- From: Christian Smith <csmith@barebones.com>
- Date: Mon, 18 Jun 2001 11:56:16 -0400
- To: Terje Bless <link@tss.no>
- cc: Martin Duerst <duerst@w3.org>, Nick Kew <nick@webthing.com>, Esmond Walshe <esmond.walshe@eeng.dcu.ie>, www-validator@w3.org
On Monday, June 18, 2001 at 5:39 PM, link@tss.no (Terje Bless) wrote: > On 18.06.01 at 10:38, Christian Smith <csmith@barebones.com> wrote: > > >On Monday, June 18, 2001 at 1:39 AM, link@tss.no (Terje Bless) wrote: > > > >>Right. We can't guarantee a lossless roundtrip to ISO 10646[0] so every > >>offset -- be it byte or character -- would need to be in terms of the > >>UTF-8 encoded ISO 10646 version of the file. How would that affect your > >>Error Browser Chris? > > > >Dealing with byte offsets would be nearly impossible. as long as I get > >back a character offset everything should be fine. > > Yeah, but if your file is in MacRoman, will you be able to make use of a > character offset obtained _after_ we've converted it into some encoding of > UNICODE? I see no rason why not.
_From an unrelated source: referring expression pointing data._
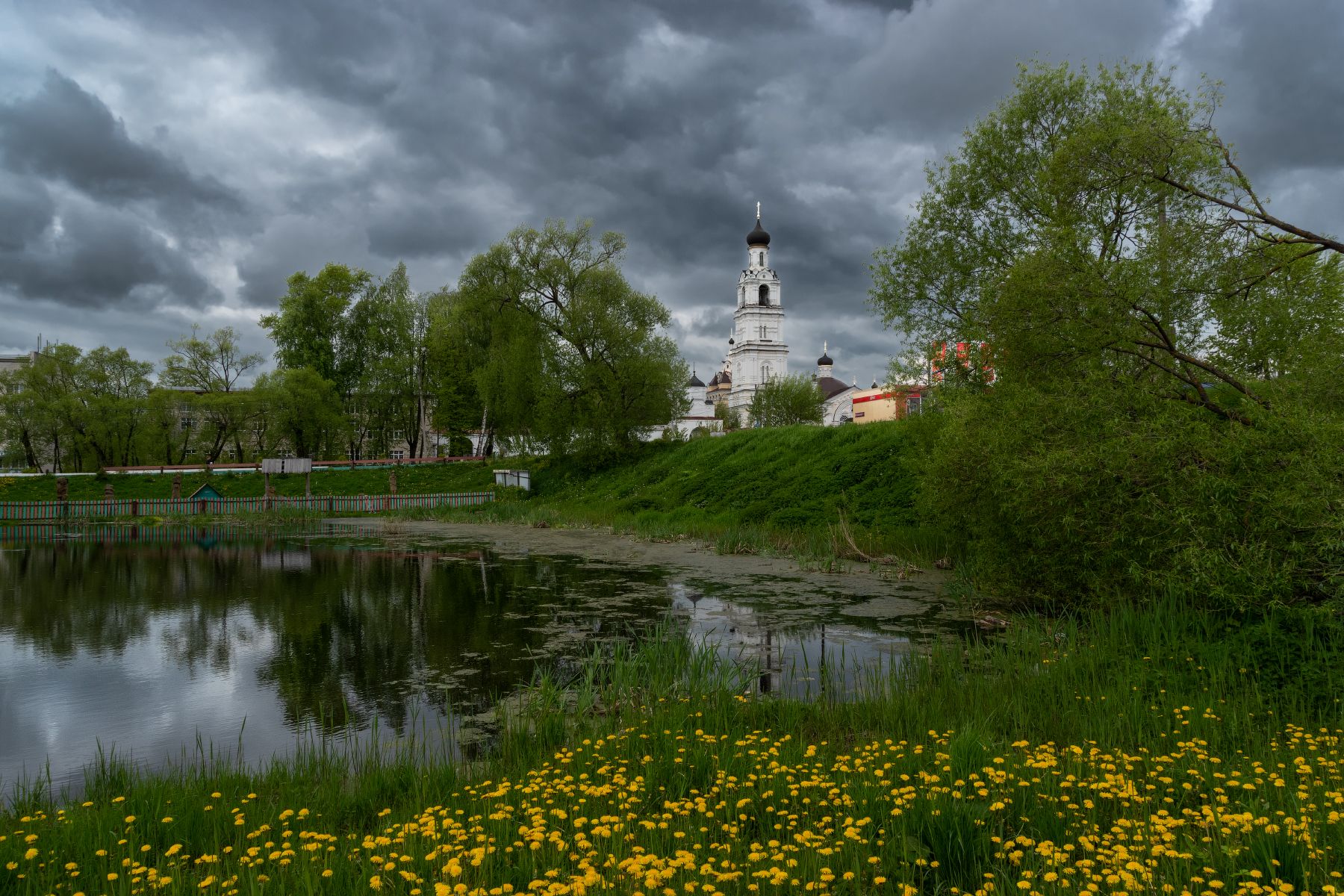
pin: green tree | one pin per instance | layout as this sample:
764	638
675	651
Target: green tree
573	356
388	326
211	370
786	401
302	411
456	348
311	327
1157	420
Character X of the document should be the same regardless of whether the file is in 7bit ascii or encoded as Unicode. The byte offset will be different but not the character offset. > The problem I'm envisioning is where there are several possible UNICODE > forms of a given MacRoman (or ISO-whatever, or ...) character. For > instance, some combination symbols can be expressed either as their own > unique code point, or as a set of equivalent combination characters. For > instance, "LATIN CAPITAL LETTER A WITH RING ABOVE" ("Å") can be encoded as > U+00C5, or decomposited as U+0041 U+030A; "LATIN CAPITAL LETTER A" followed > by "COMBINING RING ABOVE". Which one you get is dependant on whether you > use Normalization Form C (use combination chars) or Normalization Form D > (decompose) or whatever random variant made sense at the time. :-| And would this cause you to report a different character offset or would you report the same character offset regardless? In either case I'm not overly concerned at this point. The worst that happens is the insertion point my not be set quite right in some cases. C'est le vie. -- Christian Smith | csmith@barebones.com | http://web.barebones.com He who dies with the most friends... Is still dead!
Received on Monday, 18 June 2001 11:56:20 UTC